The statistics provided by SART and the CDC can tell you a lot about a practice, but if you’re not a statistical reader or numbers geek it may be difficult to filter out the relevant information to make a decision.  Here are a few helpful tips on what to look for and what it may mean to you.

3 Most Important Things to Note:

TotalCycle1) The number of cycles a clinic performs.

2) The percentage of cycles resulting in live births.

3) The average number of embryos transferred.

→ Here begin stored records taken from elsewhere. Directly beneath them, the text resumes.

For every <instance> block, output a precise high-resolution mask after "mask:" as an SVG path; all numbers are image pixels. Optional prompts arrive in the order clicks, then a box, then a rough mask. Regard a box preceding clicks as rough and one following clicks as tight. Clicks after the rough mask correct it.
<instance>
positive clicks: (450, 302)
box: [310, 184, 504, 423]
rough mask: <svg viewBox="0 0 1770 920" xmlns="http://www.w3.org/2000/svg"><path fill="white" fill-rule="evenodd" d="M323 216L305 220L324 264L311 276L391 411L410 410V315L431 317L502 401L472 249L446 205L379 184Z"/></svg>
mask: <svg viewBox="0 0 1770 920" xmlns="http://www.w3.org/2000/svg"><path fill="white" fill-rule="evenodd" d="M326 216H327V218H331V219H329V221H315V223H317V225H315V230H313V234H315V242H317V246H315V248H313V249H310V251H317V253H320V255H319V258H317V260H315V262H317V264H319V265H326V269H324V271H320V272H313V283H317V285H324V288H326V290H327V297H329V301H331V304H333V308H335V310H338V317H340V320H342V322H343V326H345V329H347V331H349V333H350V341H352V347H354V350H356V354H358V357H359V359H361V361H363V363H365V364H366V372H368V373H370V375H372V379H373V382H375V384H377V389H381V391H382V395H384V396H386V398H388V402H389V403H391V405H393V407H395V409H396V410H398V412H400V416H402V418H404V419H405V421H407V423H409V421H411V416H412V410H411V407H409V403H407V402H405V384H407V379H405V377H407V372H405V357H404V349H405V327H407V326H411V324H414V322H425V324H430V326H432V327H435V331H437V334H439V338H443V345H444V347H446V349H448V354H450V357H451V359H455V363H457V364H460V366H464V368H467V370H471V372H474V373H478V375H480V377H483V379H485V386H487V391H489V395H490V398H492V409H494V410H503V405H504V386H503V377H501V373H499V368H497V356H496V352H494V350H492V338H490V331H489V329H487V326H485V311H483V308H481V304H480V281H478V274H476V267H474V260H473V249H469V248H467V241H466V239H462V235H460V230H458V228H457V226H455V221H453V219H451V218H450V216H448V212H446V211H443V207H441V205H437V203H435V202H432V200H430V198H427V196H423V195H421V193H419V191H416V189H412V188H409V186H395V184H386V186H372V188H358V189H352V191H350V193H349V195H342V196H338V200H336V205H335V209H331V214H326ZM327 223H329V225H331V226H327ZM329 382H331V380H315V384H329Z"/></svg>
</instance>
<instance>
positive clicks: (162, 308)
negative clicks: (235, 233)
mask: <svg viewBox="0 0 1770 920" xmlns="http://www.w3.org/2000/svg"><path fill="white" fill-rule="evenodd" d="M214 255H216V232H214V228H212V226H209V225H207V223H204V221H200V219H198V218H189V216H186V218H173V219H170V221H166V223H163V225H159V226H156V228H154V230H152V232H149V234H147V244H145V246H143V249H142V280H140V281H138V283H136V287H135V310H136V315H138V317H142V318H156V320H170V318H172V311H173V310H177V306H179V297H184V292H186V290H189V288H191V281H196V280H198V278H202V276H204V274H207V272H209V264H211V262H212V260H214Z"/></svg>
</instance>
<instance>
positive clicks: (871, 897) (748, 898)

  • Data is not the same across the board. Although the CDC guidelines instruct clinics on how to report their cycles, there are individual variables that impact success rates.  Clinics that complete greater numbers of IVF cycles will show less variation year to year than clinics that complete fewer cycles.
  • Some clinics accept “more difficult” cases into their program where other programs have age and diagnosis cut offs. Our fertility declines with age and patients with ovarian reserve issues can be poor responders during an IVF cycle. Some clinics will not accept these patients into their program without using donor eggs. That patient’s potentially failed cycles will lower the clinic’s success rates.
  • Success rates are reported per cycle, instead of per patient. Patients who cycled several times and failed before finally conceiving may lower a clinic’s success rates because each of her cycles counts as individual failures and only one success.
  • Cancellation rates vary. Some clinics cancel more cycles than others. That leads to a lower percentage of live births, but may increase the number of retrievals resulting in live births and the number of transfers resulting in live births. In short, depending on how strict a clinic is with their cancellation guidelines, their success rates can change.
  • Natural cycles (without medication) and medicated cycles are included in the same data. Natural cycles typically produce fewer eggs for retrieval, thus fewer embryos to become live births.
  • Number of embryos transferred varies from clinic to clinic. Some clinics opt for double embryo transfers (or more in those over the age of 35), while other clinics encourage Single Embryo Transfer (SET). Transferring more embryos does not increase your odds of getting pregnant, but it does increase the risks associated with a multiples pregnancy, can result in pregnancy loss, or lead to premature birth.

Of course then you factor in things like egg quality, sperm quality, the skill of the doctors, the use of advanced equipment, the health of the patient, and potential problems on a chromosomal level. All of these things can impact a fertility clinic’s success rates. So, when it comes to looking at fertility clinic IVF success rates, make sure you understand what you’re really looking at.